Scalloping may be the toughest decoration unless you can rig up some sort of a jig to get even spacing & even depth. After seeing some custom knife decoration, I decided to play with my Dremel & some files to see if I could do the same to some of mine. Pretty feeble, uneven results, actually. Scalloping is one of those things that has to be really regular to look good, and tiny little mistakes get magnified. If I ever get the urge again I'll try to figure out some simple jig to keep it from looking like it was done by a drunken gorilla with a chainsaw. I've known a few people over the years who have lost fingers because of rings; they were serious accidents (motor dropping onto the hand), but the smashed ring actually did more damage than the motor because it cut off blood flow until the medics could cut it off. I don't work around anything quite that dangerous anymore, but I don't wear my softer alloys (24K, 22K) or rings with thin shanks while working with equipment. Changing motor mounts seems to be one of the most ring-dangerous projects, so I won't wear any jewelry at all for that.

sysiphus (author)smokehill2007-11-12

I'm a computer geek by trade, and rarely do anything that could hurt a ring or my finger in it. The ring in the door was a completely freak accident, and the ring was soft enough that I was able to grab tools from the toolbox and pry it free quickly. The stuff I do that might hurt it usually involve chainsaws, and I doubt that a ring could make a bad situation worse there. :-)

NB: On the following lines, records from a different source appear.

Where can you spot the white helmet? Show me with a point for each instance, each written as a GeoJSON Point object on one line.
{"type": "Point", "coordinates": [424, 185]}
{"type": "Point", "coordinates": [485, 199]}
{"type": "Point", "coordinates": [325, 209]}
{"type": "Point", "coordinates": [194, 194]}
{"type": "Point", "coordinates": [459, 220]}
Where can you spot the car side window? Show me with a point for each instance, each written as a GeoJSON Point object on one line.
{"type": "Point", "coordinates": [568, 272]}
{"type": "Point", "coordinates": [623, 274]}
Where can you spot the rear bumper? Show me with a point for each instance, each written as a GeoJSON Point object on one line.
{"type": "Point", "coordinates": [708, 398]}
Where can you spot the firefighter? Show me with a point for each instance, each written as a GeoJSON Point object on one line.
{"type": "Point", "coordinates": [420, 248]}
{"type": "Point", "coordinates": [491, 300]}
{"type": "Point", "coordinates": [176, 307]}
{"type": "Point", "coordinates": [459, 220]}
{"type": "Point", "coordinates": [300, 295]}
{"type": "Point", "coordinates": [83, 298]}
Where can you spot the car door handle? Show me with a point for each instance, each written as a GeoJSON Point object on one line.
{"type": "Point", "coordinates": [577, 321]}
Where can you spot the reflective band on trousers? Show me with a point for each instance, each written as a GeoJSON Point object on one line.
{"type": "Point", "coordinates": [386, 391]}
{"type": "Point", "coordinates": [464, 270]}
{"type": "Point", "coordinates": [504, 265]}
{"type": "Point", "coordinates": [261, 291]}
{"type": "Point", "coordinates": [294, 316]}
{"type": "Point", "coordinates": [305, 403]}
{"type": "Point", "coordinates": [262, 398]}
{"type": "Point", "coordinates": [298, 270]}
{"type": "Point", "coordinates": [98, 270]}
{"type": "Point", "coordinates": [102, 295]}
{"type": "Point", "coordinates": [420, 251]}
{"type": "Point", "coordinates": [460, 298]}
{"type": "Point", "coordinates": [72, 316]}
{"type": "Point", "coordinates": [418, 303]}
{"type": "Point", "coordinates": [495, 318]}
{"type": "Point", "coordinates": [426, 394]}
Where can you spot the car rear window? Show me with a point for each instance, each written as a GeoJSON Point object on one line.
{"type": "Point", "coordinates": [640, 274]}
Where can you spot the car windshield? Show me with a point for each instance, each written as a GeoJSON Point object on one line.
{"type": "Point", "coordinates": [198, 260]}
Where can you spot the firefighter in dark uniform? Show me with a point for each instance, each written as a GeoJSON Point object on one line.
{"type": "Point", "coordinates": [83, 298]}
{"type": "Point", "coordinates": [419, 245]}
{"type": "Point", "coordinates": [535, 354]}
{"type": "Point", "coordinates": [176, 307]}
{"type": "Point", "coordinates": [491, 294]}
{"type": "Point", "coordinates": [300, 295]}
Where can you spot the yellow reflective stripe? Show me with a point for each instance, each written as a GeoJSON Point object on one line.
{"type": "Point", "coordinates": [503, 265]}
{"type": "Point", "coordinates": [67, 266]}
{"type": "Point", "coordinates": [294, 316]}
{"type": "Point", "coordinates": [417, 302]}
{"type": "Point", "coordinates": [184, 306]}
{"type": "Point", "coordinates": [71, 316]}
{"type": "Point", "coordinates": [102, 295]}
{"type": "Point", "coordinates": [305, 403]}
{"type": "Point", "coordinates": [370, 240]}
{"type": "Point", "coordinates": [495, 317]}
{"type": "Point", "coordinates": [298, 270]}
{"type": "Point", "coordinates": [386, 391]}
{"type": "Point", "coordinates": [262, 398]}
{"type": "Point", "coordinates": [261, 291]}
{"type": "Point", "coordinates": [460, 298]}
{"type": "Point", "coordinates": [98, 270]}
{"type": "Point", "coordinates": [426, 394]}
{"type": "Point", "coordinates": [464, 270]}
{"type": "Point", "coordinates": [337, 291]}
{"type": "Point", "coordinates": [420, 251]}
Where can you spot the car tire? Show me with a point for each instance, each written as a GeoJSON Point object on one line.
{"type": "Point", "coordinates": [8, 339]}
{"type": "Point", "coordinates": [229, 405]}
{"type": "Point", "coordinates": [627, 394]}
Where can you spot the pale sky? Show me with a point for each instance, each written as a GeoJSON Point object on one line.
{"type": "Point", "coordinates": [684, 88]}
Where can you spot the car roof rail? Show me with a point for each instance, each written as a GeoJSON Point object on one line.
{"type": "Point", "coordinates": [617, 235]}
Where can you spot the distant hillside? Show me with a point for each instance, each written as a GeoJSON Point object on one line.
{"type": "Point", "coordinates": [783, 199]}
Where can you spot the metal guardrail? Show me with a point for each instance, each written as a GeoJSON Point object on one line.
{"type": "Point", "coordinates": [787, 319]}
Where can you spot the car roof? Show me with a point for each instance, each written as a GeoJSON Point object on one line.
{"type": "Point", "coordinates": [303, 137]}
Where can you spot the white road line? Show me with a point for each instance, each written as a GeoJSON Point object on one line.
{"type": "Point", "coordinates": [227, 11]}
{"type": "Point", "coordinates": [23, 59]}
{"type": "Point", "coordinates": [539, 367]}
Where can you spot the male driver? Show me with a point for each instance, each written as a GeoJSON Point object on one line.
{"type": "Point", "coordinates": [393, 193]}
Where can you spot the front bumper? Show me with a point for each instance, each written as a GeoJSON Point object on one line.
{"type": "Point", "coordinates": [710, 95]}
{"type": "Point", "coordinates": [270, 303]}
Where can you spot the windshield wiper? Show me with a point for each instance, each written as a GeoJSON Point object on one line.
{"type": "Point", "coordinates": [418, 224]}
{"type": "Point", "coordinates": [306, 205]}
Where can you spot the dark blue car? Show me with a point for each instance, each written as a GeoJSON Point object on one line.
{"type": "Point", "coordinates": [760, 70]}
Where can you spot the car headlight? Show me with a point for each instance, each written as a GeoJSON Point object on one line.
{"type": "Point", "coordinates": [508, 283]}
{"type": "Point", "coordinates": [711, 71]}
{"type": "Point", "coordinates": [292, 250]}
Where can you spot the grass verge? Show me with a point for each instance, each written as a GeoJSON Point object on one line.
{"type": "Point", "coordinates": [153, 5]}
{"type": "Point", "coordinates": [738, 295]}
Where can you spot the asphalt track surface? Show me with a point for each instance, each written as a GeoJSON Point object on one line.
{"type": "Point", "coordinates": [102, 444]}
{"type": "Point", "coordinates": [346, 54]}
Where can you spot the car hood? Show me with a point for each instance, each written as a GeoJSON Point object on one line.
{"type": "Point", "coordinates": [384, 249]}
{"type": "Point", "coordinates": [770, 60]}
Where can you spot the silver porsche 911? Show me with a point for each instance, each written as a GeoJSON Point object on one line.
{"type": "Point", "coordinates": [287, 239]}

teresajoy (author)2007-09-22

Don't try to fit the copper pipes at the store, and get your finger stuck in them. This could make a for long conversation with the paramedics on the way to the hospital.

sysiphus (author)teresajoy2007-09-23

This was the first message I saw after getting back from a day at the hospital; on the way in I rode shotgun while my wife was in the back. Weird. Having heard the banter between everyone as we sped down country roads at high velocity with lights and siren blaring, I would have to suspect that the paramedics would find it damn funny.

Naruto_Uzumaki (author)2007-07-29

If we cut a slit we can bend it to the size that we like. Can that work?